Moving ahead on this front, Johnson said, “ACP continues to emphasize with CMS that where the physician participates and meaningfully contributes to the MDM, even if the physician does not perform the MDM in its entirety or has not spent more than half of the total time, the physician’s work should be appropriately recognized and the NPP should be encouraged to work to the top of their license — consulting with the physician when the situation is particularly difficult.”
Finally, ACP continues to work with congressional leaders to resolve — once and for all — the annual threat of steep payment cuts due to “budget neutrality” requirements.
“The issue of budget neutrality is multidimensional and complex, which only compounds the financial toll that the pandemic has taken and the continual destabilization that leads to unpredictable reimbursements,” Johnson said. “The College recently supported the Supporting Medicare Providers Act of 2022, which would negate the impact that the budget neutrality cuts would have on Medicare coverage for 2023. But we recognize that longer-term solutions are needed.
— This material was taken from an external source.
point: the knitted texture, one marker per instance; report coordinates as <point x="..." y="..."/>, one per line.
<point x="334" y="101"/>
ACP continues to be firmly committed to working with Congress to find a long-term solution that gives physicians stability and predictability while helping preserve continuity of care for their patients.”
The final fee schedule for 2023 is expected to be released in the early part of November, according to Johnson. “ACP will prepare a summary of this final rule for members and will continue to provide feedback to CMS both within and outside of the rulemaking cycle,” Johnson noted.